Anacığım o gece daha çok ağladı. İş bize göre kapandı, ama kapanmayan bir yara vardı teyze olan anacığımda. Babamın her şehre gidip gelişinde Mevlüt için soru sorar babam da zamanım yoktu uğrayamadım gibi sözlerle geçiştirirdi. Bu arada babamın hastalığı nüksetti uzun süre gurbette hastane köşelerinde kaldı Mevlüt unutuldu. Babam yine bir şehre gidecekti anacığım Mevlüt’ü vereli de 6 yıl olmuştu. “Herif yıllardır Mevlüt’ün hasreti içimi yakar ha bir sor verdiğiniz yere de içim rahatlasın” diye yalvardı annem.

O günün ertesinde babam şehirden geldi. Anam ilk olarak yeğenini sordu. Babam dedi ki, “Hanım o çocuğu verdiğimiz eve vardım kapıyı çaldım. O kadınlardan biri çıktı tanıdım. “Çocuğu merak ettim, almak için gelmedim. Yaşıyor mu öldü mü diye soralım” dedim. Kadın bana sertçe, “Öyle birisi yok burada yanlış geldin, çabuk git rahatsız etme” dedi.
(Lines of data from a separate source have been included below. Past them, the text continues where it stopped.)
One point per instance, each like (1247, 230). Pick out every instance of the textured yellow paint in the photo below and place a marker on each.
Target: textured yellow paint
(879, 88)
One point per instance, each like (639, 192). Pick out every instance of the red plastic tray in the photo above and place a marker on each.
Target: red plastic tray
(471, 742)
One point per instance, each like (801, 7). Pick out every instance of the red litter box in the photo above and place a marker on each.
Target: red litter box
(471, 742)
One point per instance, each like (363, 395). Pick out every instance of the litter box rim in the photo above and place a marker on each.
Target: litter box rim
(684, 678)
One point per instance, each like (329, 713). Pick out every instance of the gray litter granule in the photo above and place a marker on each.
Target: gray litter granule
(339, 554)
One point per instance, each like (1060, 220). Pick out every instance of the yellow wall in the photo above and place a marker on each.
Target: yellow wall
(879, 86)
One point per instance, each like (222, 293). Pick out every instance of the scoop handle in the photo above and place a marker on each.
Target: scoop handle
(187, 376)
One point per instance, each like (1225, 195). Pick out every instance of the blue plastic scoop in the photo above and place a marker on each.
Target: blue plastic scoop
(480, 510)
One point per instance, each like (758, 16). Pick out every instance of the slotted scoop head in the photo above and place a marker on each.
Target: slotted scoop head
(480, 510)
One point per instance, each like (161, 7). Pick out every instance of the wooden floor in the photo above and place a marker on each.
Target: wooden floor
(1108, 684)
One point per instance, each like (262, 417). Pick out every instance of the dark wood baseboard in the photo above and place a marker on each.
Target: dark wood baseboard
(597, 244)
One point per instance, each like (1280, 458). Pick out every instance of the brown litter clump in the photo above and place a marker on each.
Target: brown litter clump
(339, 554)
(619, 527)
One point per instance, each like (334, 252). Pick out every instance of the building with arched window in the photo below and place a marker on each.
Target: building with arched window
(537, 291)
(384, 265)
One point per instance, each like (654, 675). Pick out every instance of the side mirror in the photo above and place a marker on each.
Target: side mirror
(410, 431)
Üzülerek ayrıldım evin tam karşısındaki bakkal bana, “Gel hemşerim ne arıyorsun?” dedi, ben de durumu anlattım. “Hay gardaşım yanlış yaptın oraya varmadan bana sorsaydın. Çocuk burada oynuyordu. Kaçırdılar onu. Merakınız sağlığı ise kocaman oldu maşallah, çok güzel bakıyorlar, merak etmeyin” dedi.

Bunları anlatınca anacığım biraz rahatladı. Babamdan o evin yerini öğrenmek istedi, ama onu da öğrenemedi. “Adı Mevlüt olarak kalmış mı?” dedi anam. Babam da “Bakkala sordum adını değişik bir isim koymuşlar” demişti. Anacığım o çocuğun derdi ile dertlendi hep. O Allah’a kavuşalı 41 yıl oldu. O günden sonra Mevlüt’ten haber alamadık. Yerini yurdunu bilmediğimiz için arayamadık da. Selam ve dualarımla…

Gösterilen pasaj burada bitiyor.